The vicissitudes of Jonah are presented in the irmos of the sixth ode as being one of the most important prefigurations of the resurrection. In the familiar narrative, Jonah was given a command from God to preach repentance in the city of Nineveh. But he disobeyed the divine command and boarded a ship to take him to Tarshish. For this, he was punished by God. The ship on which he was travelling was in danger of foundering, so, conscious of his sinfulness, he asked the crew to cast him into the sea, which they did. At God’s behest, a monster of the deep swallowed him and he remained for three days and three nights in the animal’s belly. In the end, the huge animal cast Jonah up on dry land, so that he was able to go to Nineveh and carry out God’s order. Jonah’s sojourn in the belly of the monster and his miraculous emergence from it are prefigurations of the three-day burial and resurrection of Christ. The Lord himself said: ‘For as Jonah was three days and three nights in the belly of a sea monster, so the Son of Man will be three days and three nights in the heart of the earth’ [Matthew 12, 40].

Moses had named the great day of the Jewish passover ‘appointed’ and ‘holy’. ‘And the first day shall be called holy and the seventh day shall be a holy convocation to you’. The day of the Jewish passover is designated ‘appointed’* because it was selected by God himself. It’s ‘holy’ because it’s dedicated to him. Saint John uses the terms ‘appointed’ and ‘holy’ in the irmos of the eighth ode of the Easter canon. It’s designated as ‘appointed’ because it constitutes ‘eternal Sabbath observance, the eighth day, as the first fruits of the sacramental time of the kingdom, as the starting-point for the renewal of all things’. It’s ‘holy’ because it’s the day above all others which is dedicated to the Lord.

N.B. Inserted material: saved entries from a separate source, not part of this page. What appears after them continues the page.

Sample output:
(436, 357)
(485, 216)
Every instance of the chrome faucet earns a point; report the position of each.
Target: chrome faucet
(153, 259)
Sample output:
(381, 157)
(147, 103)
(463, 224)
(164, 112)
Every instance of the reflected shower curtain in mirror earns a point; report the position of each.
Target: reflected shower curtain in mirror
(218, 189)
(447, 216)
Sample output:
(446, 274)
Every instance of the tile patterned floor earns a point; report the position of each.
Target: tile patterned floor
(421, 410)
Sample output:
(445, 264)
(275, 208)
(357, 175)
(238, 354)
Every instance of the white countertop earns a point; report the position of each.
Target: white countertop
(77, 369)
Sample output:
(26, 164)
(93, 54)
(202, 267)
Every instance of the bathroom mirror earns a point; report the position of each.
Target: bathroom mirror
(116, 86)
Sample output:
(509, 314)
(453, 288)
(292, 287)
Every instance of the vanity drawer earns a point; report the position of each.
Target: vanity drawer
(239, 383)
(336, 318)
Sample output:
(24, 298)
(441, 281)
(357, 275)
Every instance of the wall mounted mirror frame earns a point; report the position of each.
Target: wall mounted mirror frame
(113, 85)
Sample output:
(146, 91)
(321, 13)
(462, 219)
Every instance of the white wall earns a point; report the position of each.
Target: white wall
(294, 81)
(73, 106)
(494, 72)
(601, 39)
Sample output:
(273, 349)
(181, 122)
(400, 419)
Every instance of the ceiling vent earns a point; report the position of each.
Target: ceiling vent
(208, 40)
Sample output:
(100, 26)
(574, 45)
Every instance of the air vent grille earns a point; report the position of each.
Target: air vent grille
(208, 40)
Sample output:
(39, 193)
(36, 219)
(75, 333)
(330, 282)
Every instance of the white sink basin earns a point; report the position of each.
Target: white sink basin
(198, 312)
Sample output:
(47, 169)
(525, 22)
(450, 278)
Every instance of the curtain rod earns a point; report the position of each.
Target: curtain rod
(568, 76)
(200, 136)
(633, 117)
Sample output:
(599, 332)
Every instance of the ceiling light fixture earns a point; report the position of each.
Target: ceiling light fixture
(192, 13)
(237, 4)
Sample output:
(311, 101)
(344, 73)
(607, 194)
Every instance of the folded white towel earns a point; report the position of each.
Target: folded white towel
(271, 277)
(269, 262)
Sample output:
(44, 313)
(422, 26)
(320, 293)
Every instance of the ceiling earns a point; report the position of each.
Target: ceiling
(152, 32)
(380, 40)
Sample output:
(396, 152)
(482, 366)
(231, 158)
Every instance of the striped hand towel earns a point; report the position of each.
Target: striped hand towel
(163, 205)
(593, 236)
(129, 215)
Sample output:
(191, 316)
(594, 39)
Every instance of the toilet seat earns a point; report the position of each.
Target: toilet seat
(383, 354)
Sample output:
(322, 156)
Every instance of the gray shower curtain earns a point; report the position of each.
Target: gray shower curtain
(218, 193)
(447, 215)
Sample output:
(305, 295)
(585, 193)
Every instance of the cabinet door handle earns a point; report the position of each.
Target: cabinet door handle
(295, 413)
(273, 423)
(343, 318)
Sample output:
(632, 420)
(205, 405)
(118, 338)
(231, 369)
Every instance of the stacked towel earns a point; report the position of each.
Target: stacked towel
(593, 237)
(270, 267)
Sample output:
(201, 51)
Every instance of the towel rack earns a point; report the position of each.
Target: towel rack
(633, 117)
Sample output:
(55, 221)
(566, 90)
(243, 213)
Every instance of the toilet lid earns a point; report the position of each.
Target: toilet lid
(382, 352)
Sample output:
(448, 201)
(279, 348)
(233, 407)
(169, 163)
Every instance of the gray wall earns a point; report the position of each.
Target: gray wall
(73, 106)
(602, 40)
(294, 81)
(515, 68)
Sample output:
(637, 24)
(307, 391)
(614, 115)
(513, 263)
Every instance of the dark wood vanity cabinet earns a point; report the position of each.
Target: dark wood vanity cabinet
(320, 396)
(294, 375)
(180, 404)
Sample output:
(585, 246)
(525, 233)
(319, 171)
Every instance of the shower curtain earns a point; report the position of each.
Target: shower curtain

In the irmos of the ninth ode, the hymnographer poetically develops the prophecy of Isaiah and adapts it to the glory of the resurrection within the Church: ‘Arise, shine, for your light has come and the glory of the Lord has risen upon you’. In the irmos, this becomes: ‘Shine, shine, new Jerusalem, for the glory of the Lord has risen upon you’. The words ‘new Jerusalem’ refer to the Church and the ‘glory of the Lord’, is Christ’s glorious resurrection, from which divine glory proceeds.

Christ’s resurrection, which is depicted wonderfully in the Easter canon through prefigurations from the Old Testament, is a triumphant event of universal importance and power. Through the resurrection, the power of the devil is crushed, death is put to death, decay is no more. This is why it’s the ‘feast of feasts and the festival of festivals’. Saint Gregory the Theologian justifiably proclaims: ‘Today salvation has come to the world, to both the visible and the invisible world. Christ has risen from the dead, rise with him. Christ has returned again to himself, return also. Christ is freed from the tomb, free yourselves from the shackles of sin. The gates of hell are opened, death has been destroyed; the old Adam has been cast off, and the new has been effected. If anyone is in Christ, they are a new creation; renew yourselves…’.


*Usually translated as ‘chosen’, which is perfectly reasonable, but, alas, not quite accurate. The problem is that the word ‘kliti’ is not, here, an adjective- ‘appointed’ – describing ‘day’, but a noun, meaning ‘convocation’. The basic root in Greek is the verb ‘kaleô’ which means to call-‘shall be called’-,  or to invite, to convoke. The Masoretic Hebrew text has ‘miq’rä-qodesh’ (‘convocation’) twice (‘And in the first day there will be to you a holy convocation and in the seventh day a holy convocation’), but the translators of the Septuagint, on which the canon is based, may have been working from a different text or perhaps wanted to avoid repetition. The same root,‘kaleô’, also gives us ‘ekklisia’ (ecclesia) ‘a calling out’, which is the Greek for ‘Church’. WJL.